Assume you are trading Crude Palm Oil Futures (FCPO). The underlying commodity in this case is the Crude Palm Oil. Based on support and resistance lines and well as the MACD indicator, you believe that the market will go on an upward trend; you will therefore enter into long position in this market.
Technical Analysis Using A Chart
This approach is a method of evaluating the prices of the futures market by examining related economic, financial and other qualitative and quantitative factors.
Fundamental analysts attempt to study factors that may affect the futures prices of the underlying commodity such as overall economy like macroeconomic factors as well as industry conditions. This type of analysis is considered to be the opposite of technical analysis.
Assume you are trading Crude Palm Oil Futures (FCPO). According to fundamental analysis, there is an increase in the demand of FCPO. You believe that the prices for FCPO will increase and thus you will enter into a long position for this market.
The focus of momentum trading approach is to identify strong trend movements, primarily based on high volume trend. It is done by measuring the amount of which the commodity’s price has changed over a given time span.
Commodities that appear to produce momentum and volatilities are often caused by major breaking news from either local, foreign or both. High momentum is often caused by investors trading in large positions.
A momentum is identified when a particular commodity that is stagnant for a period of time has a sudden increase in trade volume of either buying or selling contracts.
Assume the FBM Kuala Lumpur Composite Index Futures (FKLI) has been quiet for the past 2 weeks but sees an increase in buying volume the following week. A momentum trader will look for a market entry point to ride on this event which will likely be the sign of retracement.

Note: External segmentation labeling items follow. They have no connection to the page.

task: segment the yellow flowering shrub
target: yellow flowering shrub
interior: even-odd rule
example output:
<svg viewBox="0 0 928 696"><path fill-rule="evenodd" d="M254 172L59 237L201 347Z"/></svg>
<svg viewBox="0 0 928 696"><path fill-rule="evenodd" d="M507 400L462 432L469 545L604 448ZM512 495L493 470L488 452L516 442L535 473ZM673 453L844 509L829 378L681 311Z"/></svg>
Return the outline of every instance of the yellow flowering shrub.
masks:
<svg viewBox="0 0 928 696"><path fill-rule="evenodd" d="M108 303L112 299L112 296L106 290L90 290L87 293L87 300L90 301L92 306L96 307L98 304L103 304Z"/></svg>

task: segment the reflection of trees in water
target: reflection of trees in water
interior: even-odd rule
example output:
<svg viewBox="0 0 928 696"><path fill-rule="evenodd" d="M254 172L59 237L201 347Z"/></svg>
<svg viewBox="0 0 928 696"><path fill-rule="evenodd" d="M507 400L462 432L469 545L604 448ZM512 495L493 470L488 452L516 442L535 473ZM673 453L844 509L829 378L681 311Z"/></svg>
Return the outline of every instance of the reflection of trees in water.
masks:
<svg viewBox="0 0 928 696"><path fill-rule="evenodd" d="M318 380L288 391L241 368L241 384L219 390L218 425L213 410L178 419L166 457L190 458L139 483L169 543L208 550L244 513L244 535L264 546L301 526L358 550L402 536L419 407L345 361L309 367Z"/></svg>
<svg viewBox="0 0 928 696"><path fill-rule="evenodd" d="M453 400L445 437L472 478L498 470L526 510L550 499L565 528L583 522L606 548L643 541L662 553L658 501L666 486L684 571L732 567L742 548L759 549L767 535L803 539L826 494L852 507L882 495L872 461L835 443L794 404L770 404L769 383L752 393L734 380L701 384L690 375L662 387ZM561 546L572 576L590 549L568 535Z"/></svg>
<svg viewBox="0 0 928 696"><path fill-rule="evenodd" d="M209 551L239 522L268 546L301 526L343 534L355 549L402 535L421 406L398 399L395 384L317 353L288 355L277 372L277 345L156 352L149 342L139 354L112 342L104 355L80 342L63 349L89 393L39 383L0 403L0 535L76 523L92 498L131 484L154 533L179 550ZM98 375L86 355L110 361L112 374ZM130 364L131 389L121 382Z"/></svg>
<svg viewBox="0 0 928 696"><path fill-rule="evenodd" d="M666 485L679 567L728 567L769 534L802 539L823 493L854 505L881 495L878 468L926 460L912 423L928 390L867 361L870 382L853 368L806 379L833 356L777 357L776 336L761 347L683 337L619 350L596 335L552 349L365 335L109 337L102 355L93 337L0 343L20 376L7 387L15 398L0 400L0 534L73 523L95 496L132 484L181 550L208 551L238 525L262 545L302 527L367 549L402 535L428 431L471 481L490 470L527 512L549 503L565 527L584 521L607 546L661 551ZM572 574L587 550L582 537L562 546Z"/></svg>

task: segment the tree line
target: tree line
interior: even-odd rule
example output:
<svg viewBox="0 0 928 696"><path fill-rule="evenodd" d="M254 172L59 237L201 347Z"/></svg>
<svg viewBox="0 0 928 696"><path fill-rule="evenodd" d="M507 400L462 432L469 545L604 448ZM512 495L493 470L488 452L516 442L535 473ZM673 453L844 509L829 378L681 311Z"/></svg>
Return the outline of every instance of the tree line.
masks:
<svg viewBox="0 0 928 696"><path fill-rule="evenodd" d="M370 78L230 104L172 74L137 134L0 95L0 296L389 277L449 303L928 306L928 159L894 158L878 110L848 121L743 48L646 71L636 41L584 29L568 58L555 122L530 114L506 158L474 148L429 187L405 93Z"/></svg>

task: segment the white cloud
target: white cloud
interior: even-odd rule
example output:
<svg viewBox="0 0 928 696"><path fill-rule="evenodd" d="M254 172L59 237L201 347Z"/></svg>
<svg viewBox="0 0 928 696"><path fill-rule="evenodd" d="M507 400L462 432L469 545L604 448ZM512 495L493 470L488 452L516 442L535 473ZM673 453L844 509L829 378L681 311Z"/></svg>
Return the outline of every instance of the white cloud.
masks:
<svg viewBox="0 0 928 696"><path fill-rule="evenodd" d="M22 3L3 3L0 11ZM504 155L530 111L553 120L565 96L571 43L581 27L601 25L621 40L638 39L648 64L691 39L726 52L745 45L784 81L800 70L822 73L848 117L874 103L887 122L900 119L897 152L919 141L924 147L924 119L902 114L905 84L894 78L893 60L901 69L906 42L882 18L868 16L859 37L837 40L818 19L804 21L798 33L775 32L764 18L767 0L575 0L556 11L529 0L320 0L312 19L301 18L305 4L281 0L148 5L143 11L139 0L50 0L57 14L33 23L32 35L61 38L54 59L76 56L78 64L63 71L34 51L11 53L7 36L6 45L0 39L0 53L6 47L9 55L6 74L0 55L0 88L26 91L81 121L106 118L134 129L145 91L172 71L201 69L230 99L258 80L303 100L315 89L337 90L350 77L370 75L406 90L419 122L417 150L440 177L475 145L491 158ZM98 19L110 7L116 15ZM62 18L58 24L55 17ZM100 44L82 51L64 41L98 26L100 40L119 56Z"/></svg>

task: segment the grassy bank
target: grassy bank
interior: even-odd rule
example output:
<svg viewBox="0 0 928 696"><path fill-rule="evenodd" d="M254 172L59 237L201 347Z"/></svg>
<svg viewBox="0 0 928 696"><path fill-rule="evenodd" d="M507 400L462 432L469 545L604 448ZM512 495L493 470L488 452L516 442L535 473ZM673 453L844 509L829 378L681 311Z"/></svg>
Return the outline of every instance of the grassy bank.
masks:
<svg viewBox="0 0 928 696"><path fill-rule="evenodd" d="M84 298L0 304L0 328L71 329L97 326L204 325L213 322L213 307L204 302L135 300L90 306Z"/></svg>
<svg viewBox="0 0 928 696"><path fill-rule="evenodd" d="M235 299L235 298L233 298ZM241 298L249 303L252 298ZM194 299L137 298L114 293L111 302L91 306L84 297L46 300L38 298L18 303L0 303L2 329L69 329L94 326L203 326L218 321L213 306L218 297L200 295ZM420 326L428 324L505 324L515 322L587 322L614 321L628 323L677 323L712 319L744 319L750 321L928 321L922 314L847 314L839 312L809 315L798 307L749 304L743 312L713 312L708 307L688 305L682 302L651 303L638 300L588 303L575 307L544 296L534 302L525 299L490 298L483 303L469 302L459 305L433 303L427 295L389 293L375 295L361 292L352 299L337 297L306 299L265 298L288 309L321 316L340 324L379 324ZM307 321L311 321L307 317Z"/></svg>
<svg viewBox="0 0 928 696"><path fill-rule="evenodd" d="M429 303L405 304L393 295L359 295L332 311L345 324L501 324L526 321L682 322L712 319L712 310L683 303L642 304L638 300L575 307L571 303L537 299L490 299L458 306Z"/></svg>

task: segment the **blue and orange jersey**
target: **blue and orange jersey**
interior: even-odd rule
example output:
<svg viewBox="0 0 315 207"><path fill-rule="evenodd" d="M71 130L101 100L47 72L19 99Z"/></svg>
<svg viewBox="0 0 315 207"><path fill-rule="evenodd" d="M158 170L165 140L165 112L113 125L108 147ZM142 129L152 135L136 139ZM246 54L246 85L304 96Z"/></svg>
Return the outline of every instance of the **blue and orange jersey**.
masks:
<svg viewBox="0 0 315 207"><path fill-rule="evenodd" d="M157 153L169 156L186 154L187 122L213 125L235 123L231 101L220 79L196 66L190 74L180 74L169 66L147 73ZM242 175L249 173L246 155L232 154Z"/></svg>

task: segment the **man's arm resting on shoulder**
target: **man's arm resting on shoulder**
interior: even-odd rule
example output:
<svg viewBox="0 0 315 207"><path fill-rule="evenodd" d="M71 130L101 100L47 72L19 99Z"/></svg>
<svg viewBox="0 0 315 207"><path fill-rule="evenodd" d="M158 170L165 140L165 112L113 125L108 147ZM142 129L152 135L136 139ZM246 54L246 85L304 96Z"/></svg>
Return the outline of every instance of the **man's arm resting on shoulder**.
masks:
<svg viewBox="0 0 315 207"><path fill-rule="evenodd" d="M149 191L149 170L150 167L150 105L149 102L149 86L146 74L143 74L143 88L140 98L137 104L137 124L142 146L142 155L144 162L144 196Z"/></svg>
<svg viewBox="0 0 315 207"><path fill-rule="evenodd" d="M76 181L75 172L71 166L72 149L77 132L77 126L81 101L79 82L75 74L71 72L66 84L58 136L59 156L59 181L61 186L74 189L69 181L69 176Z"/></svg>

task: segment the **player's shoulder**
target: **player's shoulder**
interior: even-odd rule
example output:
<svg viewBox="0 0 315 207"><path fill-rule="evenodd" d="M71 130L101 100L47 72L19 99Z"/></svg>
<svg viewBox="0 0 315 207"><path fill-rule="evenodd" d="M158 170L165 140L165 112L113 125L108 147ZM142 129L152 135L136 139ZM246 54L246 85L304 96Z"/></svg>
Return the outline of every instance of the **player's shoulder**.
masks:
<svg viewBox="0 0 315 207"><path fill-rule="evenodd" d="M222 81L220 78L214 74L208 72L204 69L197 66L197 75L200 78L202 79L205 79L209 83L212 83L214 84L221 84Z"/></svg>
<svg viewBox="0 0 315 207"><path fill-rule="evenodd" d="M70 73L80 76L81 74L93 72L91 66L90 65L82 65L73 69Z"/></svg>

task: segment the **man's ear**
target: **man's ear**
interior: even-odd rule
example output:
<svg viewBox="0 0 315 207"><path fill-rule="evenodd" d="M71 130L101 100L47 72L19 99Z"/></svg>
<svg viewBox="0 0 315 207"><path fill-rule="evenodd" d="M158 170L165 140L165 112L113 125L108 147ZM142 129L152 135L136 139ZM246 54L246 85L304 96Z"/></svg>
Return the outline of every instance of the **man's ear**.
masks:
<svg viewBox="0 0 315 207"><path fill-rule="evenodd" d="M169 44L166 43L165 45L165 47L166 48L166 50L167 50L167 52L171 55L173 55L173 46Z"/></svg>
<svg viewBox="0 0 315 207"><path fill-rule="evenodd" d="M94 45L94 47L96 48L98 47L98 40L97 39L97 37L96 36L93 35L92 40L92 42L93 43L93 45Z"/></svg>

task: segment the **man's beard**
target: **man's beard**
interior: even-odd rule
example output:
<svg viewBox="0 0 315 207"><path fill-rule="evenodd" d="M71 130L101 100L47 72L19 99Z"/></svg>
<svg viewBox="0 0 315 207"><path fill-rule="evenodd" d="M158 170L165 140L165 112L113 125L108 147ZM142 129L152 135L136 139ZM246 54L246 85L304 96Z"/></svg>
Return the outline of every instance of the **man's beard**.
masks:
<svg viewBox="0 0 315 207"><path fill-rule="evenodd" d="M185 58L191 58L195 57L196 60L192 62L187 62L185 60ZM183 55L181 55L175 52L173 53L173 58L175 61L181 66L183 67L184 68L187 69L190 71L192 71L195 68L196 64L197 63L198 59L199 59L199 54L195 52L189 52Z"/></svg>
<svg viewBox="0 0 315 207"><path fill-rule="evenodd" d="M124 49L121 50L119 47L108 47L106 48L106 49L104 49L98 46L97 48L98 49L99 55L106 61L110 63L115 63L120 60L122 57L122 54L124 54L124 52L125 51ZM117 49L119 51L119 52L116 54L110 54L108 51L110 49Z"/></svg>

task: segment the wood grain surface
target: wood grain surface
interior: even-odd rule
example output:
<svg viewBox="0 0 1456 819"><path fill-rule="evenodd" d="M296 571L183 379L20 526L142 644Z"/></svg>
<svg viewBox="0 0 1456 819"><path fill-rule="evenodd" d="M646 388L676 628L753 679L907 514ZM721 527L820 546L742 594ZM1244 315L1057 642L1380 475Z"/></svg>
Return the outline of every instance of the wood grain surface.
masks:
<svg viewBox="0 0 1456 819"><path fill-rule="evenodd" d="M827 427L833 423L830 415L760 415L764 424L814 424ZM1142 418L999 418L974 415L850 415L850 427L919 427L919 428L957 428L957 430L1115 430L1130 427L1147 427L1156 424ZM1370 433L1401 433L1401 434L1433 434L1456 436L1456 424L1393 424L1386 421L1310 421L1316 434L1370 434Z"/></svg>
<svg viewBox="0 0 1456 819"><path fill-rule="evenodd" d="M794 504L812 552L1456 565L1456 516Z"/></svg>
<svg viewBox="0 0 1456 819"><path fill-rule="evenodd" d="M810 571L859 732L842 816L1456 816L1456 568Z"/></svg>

Chart Showing Momentum Trading
Another approach to futures trading is the news approach. Relying on news can be also one of the profitable ways to trade because news can have a strong influence on market prices. The high frequency of news affecting the market prices creates a lot of opportunities to enter into the market.
News sources can be economic news, broker news, commodity newsletters and online news portals.
News From Market Watch
Assume you are trading FBM Kuala Lumpur Composite Index Futures (FKLI). The government announces an increase in expenditure. You believe that this will affect the Kuala Lumpur Composite Index (KLCI) to rise and thus affecting the FKLI since the underlying index is the KLCI. Thus you will enter a long position in the FKLI.
These are some of the approaches to futures trading. Before choosing an approach, it is important to understand your strengths and style of trading before focusing on an approach. For example, do you like to watch the news or do you prefer to look at charts and prices? Either way, mastering a strategy that suits you can be enormously profitable in time to come.